Le zone scritte mi infastidivano come elementi di disturbo ; nel post "diario di una dislessica" ho spiegato come la scrittura fosse un geroglifico per me. Allora la sera , prima di dormire, qualche adulto mi leggeva una storia, in principio privilegiando quelle con le figure ovviamente. Col mio caratterino  ispido erano sempre le stesse, ripetute all'infinito. Cappuccetto Rosso, i Tre porcellini, Raperonzolo, Giacomo e il fagiolo magico e quella del ciabattino povero che di notte riceveva le visite dagli gnomi che costruivano le scarpe per lui. Non ricordo il titolo, ma era la mia preferita. Appassionadomi alle storie, via via, la mia dipendenza dalle figure dimunuì, ma lostesso fu grande il mio disappunto quando cominciarono a leggermi le fiabe italiane tradotte da Calvino, che non avevano neanche un disegnino!! Così i grandi mi alternarono quelle di Calvino con quelle con le figure, che , dopo un pò , mi sembrarono, rispetto alla ricchezza di quelle di Calvino, storielle un pò da scemi.

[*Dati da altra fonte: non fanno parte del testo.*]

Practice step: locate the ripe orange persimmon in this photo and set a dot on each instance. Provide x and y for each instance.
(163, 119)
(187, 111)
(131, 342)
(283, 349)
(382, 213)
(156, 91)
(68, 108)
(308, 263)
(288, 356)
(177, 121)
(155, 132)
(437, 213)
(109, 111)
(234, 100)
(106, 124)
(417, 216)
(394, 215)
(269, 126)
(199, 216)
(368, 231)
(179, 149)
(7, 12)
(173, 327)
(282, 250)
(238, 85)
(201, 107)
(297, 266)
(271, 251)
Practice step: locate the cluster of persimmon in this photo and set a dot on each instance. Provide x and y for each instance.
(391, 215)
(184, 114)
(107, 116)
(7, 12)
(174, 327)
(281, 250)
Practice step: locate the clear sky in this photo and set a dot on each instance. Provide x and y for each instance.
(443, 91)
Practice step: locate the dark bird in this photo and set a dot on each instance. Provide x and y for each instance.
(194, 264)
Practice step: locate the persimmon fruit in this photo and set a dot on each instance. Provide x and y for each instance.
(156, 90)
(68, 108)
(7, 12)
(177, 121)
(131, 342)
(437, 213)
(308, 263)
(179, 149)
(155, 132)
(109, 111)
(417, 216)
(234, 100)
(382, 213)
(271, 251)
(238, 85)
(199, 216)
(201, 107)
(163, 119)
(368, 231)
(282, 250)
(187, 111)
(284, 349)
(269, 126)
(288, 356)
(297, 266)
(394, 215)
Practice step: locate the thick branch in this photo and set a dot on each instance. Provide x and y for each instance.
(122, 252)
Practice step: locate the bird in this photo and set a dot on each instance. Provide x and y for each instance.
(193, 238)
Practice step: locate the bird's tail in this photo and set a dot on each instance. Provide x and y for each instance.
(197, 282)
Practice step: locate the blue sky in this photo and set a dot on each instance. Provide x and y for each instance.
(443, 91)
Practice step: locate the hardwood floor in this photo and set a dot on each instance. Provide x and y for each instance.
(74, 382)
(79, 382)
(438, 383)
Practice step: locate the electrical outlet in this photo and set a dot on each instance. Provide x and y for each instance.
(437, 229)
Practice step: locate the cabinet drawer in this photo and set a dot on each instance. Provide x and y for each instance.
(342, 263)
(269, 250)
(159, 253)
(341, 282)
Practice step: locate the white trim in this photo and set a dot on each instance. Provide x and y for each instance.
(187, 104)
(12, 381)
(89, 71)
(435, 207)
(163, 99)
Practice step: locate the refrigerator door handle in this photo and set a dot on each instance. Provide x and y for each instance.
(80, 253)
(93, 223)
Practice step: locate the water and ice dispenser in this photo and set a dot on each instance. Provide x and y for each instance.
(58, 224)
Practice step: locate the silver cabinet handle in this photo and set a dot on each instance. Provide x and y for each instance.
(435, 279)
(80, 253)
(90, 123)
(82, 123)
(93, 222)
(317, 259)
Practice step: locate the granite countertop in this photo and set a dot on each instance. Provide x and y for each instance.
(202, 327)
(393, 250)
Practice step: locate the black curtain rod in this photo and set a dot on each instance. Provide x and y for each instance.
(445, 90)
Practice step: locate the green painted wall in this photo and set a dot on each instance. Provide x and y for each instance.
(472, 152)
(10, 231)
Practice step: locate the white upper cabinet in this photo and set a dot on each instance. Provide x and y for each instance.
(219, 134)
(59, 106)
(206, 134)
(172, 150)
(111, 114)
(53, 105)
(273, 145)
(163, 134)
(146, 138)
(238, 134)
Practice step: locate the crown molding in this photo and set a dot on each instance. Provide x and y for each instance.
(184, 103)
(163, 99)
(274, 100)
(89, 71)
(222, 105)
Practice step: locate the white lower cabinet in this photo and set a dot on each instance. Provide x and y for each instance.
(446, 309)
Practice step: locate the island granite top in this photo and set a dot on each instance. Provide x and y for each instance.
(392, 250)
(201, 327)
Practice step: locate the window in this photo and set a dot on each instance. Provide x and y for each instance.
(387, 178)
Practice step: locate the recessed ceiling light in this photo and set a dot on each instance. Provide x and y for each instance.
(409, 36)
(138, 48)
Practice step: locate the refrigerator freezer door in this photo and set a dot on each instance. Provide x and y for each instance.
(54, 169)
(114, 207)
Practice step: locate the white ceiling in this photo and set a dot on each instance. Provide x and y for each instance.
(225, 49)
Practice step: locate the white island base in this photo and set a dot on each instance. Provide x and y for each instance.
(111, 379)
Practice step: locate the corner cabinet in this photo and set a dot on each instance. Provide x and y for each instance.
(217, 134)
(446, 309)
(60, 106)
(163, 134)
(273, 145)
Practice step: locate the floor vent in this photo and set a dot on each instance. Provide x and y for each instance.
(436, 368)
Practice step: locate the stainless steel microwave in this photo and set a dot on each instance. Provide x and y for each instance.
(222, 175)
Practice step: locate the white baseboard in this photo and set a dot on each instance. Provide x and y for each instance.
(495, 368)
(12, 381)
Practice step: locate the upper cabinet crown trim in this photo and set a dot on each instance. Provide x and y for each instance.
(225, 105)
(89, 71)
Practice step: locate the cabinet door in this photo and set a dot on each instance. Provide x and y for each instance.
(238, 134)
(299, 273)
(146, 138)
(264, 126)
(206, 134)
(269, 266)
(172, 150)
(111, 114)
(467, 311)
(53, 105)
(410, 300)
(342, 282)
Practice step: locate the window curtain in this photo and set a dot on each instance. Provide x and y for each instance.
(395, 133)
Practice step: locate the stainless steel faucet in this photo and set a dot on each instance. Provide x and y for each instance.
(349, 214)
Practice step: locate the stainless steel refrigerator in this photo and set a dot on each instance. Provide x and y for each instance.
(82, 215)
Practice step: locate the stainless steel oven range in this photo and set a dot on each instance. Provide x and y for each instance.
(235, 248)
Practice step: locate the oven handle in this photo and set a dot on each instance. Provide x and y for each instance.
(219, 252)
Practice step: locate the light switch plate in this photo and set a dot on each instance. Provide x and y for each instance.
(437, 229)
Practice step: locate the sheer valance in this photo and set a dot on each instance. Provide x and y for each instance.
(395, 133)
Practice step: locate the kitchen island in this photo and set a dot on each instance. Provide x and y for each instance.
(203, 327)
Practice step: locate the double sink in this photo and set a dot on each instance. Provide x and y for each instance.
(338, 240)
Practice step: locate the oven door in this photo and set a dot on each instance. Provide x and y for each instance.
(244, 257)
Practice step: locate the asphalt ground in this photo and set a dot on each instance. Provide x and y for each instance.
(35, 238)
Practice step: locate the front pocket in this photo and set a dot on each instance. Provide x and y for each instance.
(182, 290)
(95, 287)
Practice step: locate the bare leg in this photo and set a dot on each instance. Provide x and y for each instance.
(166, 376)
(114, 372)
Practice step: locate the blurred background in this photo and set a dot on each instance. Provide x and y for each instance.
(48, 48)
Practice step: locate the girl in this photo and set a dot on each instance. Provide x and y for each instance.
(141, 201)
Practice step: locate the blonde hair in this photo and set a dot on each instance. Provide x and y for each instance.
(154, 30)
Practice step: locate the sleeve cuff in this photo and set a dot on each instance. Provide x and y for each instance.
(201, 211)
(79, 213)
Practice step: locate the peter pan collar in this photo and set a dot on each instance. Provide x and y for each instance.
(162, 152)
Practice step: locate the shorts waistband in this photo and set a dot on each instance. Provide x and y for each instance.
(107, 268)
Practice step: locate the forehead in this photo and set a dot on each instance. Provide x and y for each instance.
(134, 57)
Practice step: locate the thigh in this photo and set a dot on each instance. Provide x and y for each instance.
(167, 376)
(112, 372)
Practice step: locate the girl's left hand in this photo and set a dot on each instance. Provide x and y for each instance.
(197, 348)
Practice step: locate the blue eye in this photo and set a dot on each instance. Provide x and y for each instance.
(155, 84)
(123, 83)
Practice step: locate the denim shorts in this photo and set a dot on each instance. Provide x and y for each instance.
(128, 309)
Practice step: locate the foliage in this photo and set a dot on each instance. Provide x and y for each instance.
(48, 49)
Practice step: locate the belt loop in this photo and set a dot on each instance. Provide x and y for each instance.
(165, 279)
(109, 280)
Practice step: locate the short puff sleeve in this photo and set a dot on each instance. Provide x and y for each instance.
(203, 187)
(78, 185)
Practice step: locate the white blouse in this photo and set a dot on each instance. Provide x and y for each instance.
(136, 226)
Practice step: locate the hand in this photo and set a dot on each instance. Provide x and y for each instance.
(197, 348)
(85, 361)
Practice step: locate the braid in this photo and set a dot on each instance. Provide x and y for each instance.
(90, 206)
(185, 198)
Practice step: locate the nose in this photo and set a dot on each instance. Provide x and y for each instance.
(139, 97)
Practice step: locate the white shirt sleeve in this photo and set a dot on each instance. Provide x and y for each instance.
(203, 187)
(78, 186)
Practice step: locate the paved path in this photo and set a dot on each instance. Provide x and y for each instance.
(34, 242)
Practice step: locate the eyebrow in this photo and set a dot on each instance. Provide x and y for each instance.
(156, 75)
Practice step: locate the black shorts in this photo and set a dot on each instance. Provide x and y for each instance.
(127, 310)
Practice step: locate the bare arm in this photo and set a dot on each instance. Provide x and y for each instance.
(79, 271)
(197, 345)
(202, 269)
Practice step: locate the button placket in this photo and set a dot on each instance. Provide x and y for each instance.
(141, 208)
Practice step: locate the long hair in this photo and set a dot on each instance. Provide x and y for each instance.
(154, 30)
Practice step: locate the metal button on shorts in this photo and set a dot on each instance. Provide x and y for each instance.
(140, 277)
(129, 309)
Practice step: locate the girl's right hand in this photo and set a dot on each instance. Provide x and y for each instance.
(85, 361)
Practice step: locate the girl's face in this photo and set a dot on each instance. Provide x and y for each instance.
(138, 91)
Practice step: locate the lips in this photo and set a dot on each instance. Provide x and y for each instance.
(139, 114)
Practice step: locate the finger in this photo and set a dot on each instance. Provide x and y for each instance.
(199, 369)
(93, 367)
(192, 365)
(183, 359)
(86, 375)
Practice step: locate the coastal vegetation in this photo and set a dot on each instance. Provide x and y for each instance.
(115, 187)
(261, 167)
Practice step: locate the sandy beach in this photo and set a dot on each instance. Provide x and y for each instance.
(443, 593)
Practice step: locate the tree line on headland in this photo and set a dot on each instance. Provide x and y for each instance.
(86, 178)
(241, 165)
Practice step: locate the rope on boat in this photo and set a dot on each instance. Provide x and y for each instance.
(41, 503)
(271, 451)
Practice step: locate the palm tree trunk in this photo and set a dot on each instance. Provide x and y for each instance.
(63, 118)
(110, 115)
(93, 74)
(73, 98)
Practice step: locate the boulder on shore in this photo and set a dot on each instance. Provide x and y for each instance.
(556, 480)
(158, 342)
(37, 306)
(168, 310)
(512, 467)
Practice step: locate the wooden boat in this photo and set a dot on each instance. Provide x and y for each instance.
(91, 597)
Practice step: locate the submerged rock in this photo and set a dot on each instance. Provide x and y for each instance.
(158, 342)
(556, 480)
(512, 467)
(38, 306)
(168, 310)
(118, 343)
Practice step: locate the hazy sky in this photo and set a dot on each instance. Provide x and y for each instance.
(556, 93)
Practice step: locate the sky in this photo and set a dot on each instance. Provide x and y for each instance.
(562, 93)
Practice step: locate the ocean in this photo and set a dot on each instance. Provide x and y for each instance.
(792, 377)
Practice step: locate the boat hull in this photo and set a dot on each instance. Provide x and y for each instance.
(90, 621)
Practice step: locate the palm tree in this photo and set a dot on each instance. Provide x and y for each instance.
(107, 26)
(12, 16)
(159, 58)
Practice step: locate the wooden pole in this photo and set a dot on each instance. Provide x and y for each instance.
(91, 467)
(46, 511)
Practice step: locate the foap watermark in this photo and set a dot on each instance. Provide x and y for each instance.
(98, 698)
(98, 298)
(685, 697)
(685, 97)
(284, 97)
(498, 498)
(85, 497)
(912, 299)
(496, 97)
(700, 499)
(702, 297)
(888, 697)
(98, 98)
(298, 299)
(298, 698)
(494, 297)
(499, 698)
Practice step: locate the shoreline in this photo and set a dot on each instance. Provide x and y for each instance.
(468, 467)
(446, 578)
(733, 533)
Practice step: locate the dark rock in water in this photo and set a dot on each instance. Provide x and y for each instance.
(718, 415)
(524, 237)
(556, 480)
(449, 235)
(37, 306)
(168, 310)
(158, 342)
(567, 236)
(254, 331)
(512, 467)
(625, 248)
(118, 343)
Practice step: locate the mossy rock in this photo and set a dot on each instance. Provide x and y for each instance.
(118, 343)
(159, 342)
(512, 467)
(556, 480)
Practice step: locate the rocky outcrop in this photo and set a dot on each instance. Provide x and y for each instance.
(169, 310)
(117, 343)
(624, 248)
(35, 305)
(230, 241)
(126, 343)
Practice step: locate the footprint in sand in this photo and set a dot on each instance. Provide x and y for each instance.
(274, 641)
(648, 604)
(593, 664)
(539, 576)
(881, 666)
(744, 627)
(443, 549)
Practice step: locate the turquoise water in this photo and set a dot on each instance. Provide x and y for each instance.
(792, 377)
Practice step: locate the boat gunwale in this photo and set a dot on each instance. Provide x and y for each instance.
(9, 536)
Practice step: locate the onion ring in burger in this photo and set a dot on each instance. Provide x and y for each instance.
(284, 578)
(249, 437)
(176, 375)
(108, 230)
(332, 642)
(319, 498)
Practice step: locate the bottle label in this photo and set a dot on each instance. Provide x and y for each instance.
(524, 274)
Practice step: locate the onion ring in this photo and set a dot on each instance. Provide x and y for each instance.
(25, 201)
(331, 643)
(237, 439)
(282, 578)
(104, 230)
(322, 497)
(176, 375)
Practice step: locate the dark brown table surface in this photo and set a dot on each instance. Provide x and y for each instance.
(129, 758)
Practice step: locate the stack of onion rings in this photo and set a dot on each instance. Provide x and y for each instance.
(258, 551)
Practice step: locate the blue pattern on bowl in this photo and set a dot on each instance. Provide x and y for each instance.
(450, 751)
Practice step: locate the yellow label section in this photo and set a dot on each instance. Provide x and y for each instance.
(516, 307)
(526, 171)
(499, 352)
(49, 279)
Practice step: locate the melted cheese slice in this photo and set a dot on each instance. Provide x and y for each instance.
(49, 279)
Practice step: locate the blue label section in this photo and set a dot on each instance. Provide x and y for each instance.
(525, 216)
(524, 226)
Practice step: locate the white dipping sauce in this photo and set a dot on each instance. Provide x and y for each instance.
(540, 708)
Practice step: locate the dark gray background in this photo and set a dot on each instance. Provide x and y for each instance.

Solo Calvino, quindi , divenne la mia Bibbia.  Avevo ormai otto, nove anni, ma da sola continuavo solo a cercare libri con figure, senza leggere autonomamente . Mi regalarono quelli sui dinosauri e quelli dei film Disney che tanto mi piacevano.Libri fotografici sui gatti. Mi davano proprio libri su ciò che mi interessava.Oggi mi sento grata per tutta la pazienza che hanno avuto con me  e coi libri. Ma alla fine, nonostante tutte queste difficoltà, verso i dieci anni  cominciai a leggere  da sola Il Piccolo Principe, Zanna Bianca  e poi Pattini D'argento, i Ragazzi della via Pal e poi non mi fermai più.Il Piccolo Principe era un libro per adulti travestito da libro per bambini.
A tredici anni andai da sola in libreria per scegliermi qualcosa sugli animali, i classici per ragazzi mi stavano ormai stretti. La libraia mi mollò in mano L'anello di Re Salomone di Konrad Lorenz, un bel mattonaccio anche per gli appassionati di bestie, ma rispettosamente lo lessi tutto, senza ben capire tutto.Dopo tornai in libreria  e  chiesi, ehm, qualcosa sempre sulle bestie ,ma un pò più leggerino e mi fu consegnato il primo volume sulle storie del veterinario Herriot. Fu la svolta. Da semplice simpatizzante divenni una lettrice, una di quelli che si inchioda con aria ebete  a leggere ovunque. Sempre che il libro mi piaccia. Ne ho mollati tanti, alcuni così antipatici da allontanarmi  dai libri per un pò.Ma non ho mai avuto sensi di colpa, perchè per me è solo uno svago, il piacere di un interesse. Mi sorprende quell'alone pomposo che viene dato alla lettura.
Accade che ci si innamori intensamente  di un romanzo, come avviene anche col cinema in modo più diluito. Come antichi amori, i libri importanti del passato non li dimentichi più, e loro affiorano nel tuo presente come voci di  amici consiglieri. Entrano dentro la tua composizione umana.